Node Type Description Key Properties
Directory Represents a directory within a repository. relative_path, absolute_path, repository_name
File Represents a file within a repository. relative_path, absolute_path, language, repository_name
Definition Represents a code definition (e.g., class, function, method, module). fully_qualified_name, display_name, definition_type, file_path
ImportedSymbol Represents an imported symbol or module within a file. symbol_name, source_module, file_path

Relationship Visualization

graph TD
    Directory -- DIR_CONTAINS_DIR --> Directory
    Directory -- DIR_CONTAINS_FILE --> File
    File -- FILE_DEFINES --> Definition
    File -- FILE_IMPORTS --> ImportedSymbol
    Definition -- DEFINITION_TO_DEFINITION --> Definition
    Definition -- DEFINES_IMPORTED_SYMBOL --> ImportedSymbol
    ImportedSymbol -- IMPORTED_SYMBOL_TO_DEFINITION --> Definition

Relationship Types

Relationship From Node To Node Description
DIR_CONTAINS_DIR Directory Directory A directory contains another directory.
DIR_CONTAINS_FILE Directory File A directory contains a file.
FILE_DEFINES File Definition A file contains a code definition.
FILE_IMPORTS File ImportedSymbol A file imports a symbol.
DEFINITION_TO_DEFINITION Definition Definition Represents a call graph edge (e.g., a function calls another function, a class inherits from another).
DEFINES_IMPORTED_SYMBOL Definition ImportedSymbol A definition (e.g., an exported function) is the source of an imported symbol.
IMPORTED_SYMBOL_TO_DEFINITION ImportedSymbol Definition An imported symbol resolves to a specific definition.

Cross-Graph Relationships

The power of the Knowledge Graph comes from its ability to link the SDLC and Code graphs. In future iterations, we will be able to link the two graphs together to create a unified graph. For the first iteration, we intend to keep the two graphs separate to keep the complexity of the engineering effort manageable.

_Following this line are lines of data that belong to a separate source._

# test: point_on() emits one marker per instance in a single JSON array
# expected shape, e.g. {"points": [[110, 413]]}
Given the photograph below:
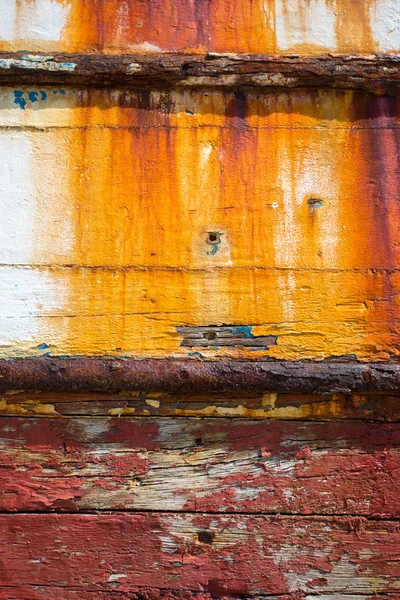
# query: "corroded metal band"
{"points": [[173, 376], [378, 73]]}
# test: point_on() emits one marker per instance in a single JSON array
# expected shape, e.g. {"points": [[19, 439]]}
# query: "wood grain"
{"points": [[224, 555], [203, 465], [379, 73], [313, 407]]}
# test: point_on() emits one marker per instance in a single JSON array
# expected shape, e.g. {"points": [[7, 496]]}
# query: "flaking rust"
{"points": [[169, 375], [378, 73]]}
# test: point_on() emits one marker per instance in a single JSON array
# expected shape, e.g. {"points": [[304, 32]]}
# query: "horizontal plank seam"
{"points": [[112, 374], [272, 516], [376, 73]]}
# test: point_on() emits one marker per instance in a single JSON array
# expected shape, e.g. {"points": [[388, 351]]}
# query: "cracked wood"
{"points": [[200, 465], [220, 554], [378, 73]]}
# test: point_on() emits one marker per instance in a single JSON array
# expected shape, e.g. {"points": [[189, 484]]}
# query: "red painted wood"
{"points": [[223, 555], [210, 465]]}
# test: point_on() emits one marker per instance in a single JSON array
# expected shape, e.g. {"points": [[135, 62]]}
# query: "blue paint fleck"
{"points": [[43, 346], [195, 354], [244, 329], [314, 203], [214, 240], [19, 99]]}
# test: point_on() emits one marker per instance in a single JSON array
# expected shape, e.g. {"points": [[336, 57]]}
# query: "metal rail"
{"points": [[377, 73], [173, 376]]}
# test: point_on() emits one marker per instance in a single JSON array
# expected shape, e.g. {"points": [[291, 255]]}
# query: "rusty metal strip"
{"points": [[378, 73], [113, 375]]}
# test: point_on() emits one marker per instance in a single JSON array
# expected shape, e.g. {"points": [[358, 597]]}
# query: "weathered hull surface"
{"points": [[248, 215], [132, 213], [265, 26]]}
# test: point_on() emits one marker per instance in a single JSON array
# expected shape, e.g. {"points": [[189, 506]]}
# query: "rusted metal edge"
{"points": [[173, 376], [377, 73]]}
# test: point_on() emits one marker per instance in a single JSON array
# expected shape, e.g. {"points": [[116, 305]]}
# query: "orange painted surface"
{"points": [[261, 26], [301, 191]]}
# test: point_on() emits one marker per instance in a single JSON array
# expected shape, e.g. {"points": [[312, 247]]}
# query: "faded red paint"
{"points": [[207, 465], [273, 555]]}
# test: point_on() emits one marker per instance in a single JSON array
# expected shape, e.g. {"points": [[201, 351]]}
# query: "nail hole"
{"points": [[209, 335], [213, 237], [314, 203], [205, 537]]}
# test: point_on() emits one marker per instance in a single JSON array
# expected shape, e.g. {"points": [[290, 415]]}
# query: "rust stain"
{"points": [[152, 174], [259, 26], [353, 25]]}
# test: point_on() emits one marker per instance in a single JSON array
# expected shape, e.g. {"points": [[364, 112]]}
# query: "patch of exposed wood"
{"points": [[376, 73]]}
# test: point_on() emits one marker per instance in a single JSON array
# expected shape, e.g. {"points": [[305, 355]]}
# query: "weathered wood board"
{"points": [[228, 208], [224, 554], [201, 465]]}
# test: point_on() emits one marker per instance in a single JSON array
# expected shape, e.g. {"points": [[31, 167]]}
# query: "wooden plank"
{"points": [[224, 555], [314, 315], [224, 335], [314, 407], [73, 593], [200, 465], [275, 26], [105, 250]]}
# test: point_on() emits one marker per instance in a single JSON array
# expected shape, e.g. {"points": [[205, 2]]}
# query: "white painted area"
{"points": [[305, 22], [27, 297], [17, 198], [8, 12], [33, 19], [205, 153], [385, 24]]}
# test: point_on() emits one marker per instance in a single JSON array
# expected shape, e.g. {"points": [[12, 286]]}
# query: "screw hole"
{"points": [[205, 537], [213, 238], [314, 203], [209, 335]]}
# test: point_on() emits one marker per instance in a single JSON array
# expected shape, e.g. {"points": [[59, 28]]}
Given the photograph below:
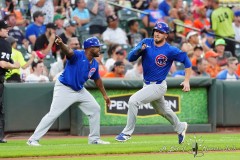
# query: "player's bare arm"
{"points": [[99, 84], [185, 83], [7, 65], [66, 50]]}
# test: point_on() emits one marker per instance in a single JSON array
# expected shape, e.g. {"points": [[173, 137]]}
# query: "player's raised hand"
{"points": [[186, 86], [58, 40], [107, 100], [144, 46]]}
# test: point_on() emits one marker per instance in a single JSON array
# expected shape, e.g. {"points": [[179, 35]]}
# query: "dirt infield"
{"points": [[66, 134]]}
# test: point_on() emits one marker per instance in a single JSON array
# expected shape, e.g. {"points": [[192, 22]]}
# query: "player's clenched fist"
{"points": [[58, 40]]}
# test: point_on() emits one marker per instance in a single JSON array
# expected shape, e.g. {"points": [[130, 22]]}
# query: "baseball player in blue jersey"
{"points": [[157, 58], [69, 89]]}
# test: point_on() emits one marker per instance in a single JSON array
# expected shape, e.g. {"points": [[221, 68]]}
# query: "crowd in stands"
{"points": [[34, 24]]}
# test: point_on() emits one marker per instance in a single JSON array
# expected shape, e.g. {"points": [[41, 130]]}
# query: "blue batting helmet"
{"points": [[161, 26], [91, 42]]}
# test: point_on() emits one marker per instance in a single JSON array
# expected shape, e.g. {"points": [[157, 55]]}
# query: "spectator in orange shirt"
{"points": [[197, 53], [201, 22], [117, 71], [213, 68]]}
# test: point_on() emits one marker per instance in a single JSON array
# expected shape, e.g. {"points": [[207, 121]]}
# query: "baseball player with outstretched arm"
{"points": [[69, 89], [157, 58]]}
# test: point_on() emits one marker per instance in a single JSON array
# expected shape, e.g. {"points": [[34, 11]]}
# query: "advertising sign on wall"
{"points": [[119, 105]]}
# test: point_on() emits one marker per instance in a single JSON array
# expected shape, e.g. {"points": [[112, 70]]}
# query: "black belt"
{"points": [[2, 79], [149, 82]]}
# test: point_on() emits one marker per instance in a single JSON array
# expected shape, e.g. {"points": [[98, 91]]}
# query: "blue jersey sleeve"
{"points": [[136, 52], [96, 73]]}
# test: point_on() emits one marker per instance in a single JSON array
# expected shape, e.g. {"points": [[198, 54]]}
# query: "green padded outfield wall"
{"points": [[26, 104], [193, 108]]}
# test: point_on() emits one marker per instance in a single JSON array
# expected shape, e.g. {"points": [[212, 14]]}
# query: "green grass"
{"points": [[163, 146]]}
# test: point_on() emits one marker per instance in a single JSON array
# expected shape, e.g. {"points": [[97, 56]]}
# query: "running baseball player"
{"points": [[157, 58], [69, 88]]}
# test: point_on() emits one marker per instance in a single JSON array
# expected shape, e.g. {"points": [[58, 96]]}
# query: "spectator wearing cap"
{"points": [[182, 18], [70, 30], [45, 43], [223, 55], [140, 4], [37, 75], [114, 34], [59, 20], [229, 74], [213, 68], [192, 41], [11, 9], [236, 25], [15, 75], [6, 63], [36, 29], [97, 10], [81, 14], [14, 30], [197, 53], [155, 15], [45, 6], [222, 25], [118, 71], [202, 21]]}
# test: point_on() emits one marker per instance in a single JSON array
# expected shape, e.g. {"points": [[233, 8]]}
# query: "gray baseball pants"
{"points": [[64, 97], [153, 94]]}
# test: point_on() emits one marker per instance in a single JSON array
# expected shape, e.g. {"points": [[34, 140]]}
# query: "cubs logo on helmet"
{"points": [[91, 42], [161, 60], [91, 72], [161, 26]]}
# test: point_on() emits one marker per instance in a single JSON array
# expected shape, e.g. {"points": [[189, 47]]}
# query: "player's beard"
{"points": [[159, 40], [95, 53]]}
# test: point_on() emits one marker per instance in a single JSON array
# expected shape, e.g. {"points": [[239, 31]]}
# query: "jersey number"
{"points": [[222, 17], [5, 55]]}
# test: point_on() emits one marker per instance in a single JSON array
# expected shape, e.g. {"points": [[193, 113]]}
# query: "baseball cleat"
{"points": [[182, 135], [122, 137], [3, 141], [33, 143], [99, 142]]}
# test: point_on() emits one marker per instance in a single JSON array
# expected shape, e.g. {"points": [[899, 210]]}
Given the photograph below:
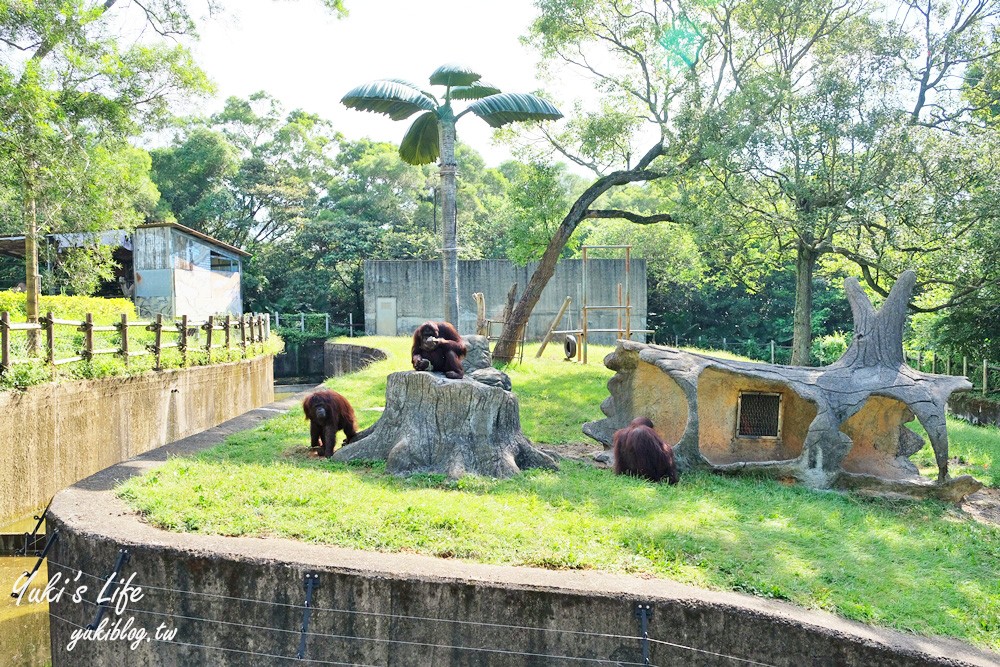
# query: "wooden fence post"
{"points": [[552, 327], [50, 339], [182, 342], [123, 328], [208, 337], [88, 337], [4, 342], [157, 328]]}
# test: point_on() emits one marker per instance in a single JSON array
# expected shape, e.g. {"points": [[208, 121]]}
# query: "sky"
{"points": [[305, 57]]}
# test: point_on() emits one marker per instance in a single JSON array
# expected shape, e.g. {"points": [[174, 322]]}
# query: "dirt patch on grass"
{"points": [[580, 451], [983, 506]]}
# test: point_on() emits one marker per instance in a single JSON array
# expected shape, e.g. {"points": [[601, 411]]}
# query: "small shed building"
{"points": [[166, 268], [180, 271]]}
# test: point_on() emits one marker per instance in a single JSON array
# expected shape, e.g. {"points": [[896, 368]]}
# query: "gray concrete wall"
{"points": [[56, 434], [416, 285], [238, 601]]}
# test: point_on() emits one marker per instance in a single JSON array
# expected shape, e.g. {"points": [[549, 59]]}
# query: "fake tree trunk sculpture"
{"points": [[839, 426]]}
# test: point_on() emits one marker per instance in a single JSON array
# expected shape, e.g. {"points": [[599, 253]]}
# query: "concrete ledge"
{"points": [[57, 434], [402, 609]]}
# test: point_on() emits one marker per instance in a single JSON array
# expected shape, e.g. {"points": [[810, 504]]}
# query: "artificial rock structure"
{"points": [[840, 426]]}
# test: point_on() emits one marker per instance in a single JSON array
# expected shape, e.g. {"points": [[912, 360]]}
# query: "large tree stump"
{"points": [[453, 427], [841, 426]]}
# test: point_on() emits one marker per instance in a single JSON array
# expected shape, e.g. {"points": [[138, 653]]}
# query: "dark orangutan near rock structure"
{"points": [[640, 452], [438, 347], [840, 426], [328, 412]]}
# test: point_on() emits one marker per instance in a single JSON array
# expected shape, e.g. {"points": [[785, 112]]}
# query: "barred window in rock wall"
{"points": [[759, 415]]}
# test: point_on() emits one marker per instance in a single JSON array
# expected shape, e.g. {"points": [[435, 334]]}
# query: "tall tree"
{"points": [[432, 135], [249, 174], [679, 69], [70, 83]]}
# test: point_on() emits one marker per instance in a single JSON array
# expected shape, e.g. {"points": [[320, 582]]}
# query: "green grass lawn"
{"points": [[922, 567]]}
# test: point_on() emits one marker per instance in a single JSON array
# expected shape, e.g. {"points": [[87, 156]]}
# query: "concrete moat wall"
{"points": [[56, 434], [238, 601], [343, 358]]}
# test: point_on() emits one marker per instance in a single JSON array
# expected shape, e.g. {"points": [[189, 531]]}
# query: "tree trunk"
{"points": [[805, 264], [433, 425], [449, 215], [32, 280]]}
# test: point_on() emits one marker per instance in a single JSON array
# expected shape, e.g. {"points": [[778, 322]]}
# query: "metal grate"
{"points": [[759, 415]]}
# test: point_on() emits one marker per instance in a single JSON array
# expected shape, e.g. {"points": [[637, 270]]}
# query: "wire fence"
{"points": [[249, 639], [984, 374], [770, 351]]}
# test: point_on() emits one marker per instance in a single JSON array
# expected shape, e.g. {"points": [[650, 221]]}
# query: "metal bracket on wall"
{"points": [[644, 612], [38, 563], [123, 557], [22, 545], [310, 583]]}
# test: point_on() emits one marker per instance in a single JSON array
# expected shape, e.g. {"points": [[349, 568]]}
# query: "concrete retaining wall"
{"points": [[416, 287], [57, 434], [238, 601]]}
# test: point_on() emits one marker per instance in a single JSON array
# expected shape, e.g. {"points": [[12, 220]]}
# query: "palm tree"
{"points": [[432, 135]]}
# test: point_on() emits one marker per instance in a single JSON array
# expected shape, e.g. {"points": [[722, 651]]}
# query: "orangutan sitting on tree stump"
{"points": [[438, 347]]}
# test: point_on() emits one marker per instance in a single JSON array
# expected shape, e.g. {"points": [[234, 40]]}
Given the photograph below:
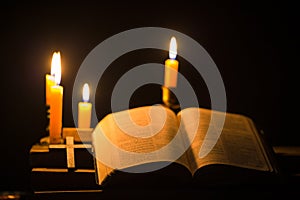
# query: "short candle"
{"points": [[84, 109]]}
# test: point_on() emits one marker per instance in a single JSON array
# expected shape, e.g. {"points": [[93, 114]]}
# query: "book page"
{"points": [[237, 144], [137, 136]]}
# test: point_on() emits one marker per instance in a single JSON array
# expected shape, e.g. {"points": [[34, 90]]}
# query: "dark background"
{"points": [[251, 43]]}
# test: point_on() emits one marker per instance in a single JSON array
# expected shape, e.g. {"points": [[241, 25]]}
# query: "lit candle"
{"points": [[84, 108], [50, 78], [56, 104], [171, 65]]}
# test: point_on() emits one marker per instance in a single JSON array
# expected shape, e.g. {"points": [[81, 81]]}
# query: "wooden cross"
{"points": [[70, 146]]}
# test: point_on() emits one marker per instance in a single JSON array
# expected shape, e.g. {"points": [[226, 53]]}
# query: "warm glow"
{"points": [[86, 92], [173, 48], [56, 67]]}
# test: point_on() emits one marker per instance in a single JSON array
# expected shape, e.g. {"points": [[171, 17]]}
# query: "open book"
{"points": [[152, 145]]}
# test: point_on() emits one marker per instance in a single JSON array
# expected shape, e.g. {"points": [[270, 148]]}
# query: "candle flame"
{"points": [[86, 92], [173, 48], [56, 67]]}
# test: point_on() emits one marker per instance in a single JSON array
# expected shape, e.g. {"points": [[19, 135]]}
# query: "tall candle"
{"points": [[50, 77], [171, 65], [84, 109], [56, 105]]}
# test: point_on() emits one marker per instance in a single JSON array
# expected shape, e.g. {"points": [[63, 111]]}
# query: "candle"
{"points": [[50, 77], [171, 65], [84, 109], [56, 104]]}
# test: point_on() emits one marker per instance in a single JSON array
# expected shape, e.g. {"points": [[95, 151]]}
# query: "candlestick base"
{"points": [[169, 99]]}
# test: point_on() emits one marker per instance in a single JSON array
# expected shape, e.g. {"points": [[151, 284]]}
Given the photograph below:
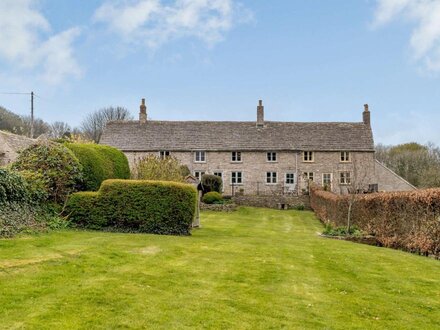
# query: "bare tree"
{"points": [[59, 129], [93, 125]]}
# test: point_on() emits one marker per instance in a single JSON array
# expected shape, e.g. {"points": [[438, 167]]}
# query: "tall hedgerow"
{"points": [[56, 165], [99, 163]]}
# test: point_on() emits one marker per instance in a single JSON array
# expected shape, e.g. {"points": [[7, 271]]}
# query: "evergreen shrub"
{"points": [[99, 163], [157, 207], [212, 198]]}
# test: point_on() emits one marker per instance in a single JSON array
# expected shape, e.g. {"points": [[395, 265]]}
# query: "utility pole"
{"points": [[32, 115]]}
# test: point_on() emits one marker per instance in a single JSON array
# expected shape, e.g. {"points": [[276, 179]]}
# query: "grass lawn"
{"points": [[252, 269]]}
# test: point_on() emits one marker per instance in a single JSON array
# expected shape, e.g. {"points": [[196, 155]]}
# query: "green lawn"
{"points": [[252, 269]]}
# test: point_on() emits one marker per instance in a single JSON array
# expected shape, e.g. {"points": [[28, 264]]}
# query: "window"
{"points": [[164, 154], [345, 156], [308, 156], [271, 156], [327, 180], [271, 177], [198, 174], [236, 178], [200, 156], [345, 178], [236, 156], [290, 178]]}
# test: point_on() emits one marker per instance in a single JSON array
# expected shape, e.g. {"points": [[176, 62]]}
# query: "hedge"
{"points": [[99, 163], [403, 220], [156, 207]]}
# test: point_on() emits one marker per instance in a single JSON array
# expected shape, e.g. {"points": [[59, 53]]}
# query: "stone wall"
{"points": [[254, 167], [390, 181], [274, 202]]}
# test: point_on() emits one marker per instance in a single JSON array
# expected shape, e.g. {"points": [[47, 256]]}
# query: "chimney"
{"points": [[143, 112], [260, 114], [366, 115]]}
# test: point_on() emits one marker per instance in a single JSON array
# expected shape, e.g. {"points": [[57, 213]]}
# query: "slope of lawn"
{"points": [[252, 269]]}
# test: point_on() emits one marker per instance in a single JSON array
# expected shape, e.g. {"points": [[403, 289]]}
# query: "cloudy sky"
{"points": [[317, 60]]}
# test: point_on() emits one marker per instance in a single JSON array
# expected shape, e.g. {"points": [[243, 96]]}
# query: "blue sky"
{"points": [[317, 60]]}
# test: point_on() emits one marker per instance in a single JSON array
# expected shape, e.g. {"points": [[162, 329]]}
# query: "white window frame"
{"points": [[236, 178], [271, 156], [271, 177], [345, 180], [200, 172], [237, 155], [345, 157], [164, 153], [309, 176], [286, 179], [198, 155], [308, 156], [331, 180]]}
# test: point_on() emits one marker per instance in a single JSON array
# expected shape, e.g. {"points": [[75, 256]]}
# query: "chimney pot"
{"points": [[260, 114], [366, 115], [143, 112]]}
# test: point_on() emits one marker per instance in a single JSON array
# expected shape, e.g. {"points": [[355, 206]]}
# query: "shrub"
{"points": [[99, 163], [211, 183], [57, 165], [13, 188], [137, 206], [162, 169], [212, 198], [403, 220]]}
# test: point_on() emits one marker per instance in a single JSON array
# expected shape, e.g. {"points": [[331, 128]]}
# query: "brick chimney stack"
{"points": [[143, 112], [260, 114], [366, 115]]}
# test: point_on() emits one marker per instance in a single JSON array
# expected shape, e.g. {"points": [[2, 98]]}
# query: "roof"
{"points": [[243, 136]]}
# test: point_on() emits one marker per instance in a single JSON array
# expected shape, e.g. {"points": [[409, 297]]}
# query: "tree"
{"points": [[416, 163], [93, 125], [155, 168], [59, 129]]}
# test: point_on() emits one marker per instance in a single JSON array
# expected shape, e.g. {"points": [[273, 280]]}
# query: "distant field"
{"points": [[252, 269]]}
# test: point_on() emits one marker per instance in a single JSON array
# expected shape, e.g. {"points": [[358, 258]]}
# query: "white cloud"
{"points": [[425, 38], [22, 28], [154, 22]]}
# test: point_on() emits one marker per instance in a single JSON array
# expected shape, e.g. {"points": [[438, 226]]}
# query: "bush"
{"points": [[211, 183], [13, 188], [402, 220], [99, 163], [136, 206], [162, 169], [212, 198], [57, 166]]}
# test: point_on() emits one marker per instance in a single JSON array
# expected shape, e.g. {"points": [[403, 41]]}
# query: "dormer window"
{"points": [[236, 156], [345, 156], [200, 156], [308, 156]]}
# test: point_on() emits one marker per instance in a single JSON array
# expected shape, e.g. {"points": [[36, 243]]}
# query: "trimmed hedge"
{"points": [[99, 163], [212, 197], [402, 220], [158, 207]]}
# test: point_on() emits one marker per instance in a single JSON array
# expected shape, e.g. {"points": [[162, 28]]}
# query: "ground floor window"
{"points": [[345, 178], [290, 178], [199, 174], [271, 177], [236, 177], [327, 180]]}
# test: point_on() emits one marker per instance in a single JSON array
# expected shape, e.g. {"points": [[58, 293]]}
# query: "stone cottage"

Here is an example of how we can link the two graphs together:

Relationship From Node To Node Description
HAS_FILE Project File A project (from the Namespace Graph) contains a file (from the Code Graph).
HAS_DIRECTORY Project Directory A project (from the Namespace Graph) contains a directory (from the Code Graph).

These links allow for deep queries, like “Find all merge requests (SDLC) that touch files (Code) containing a specific function definition (Code).”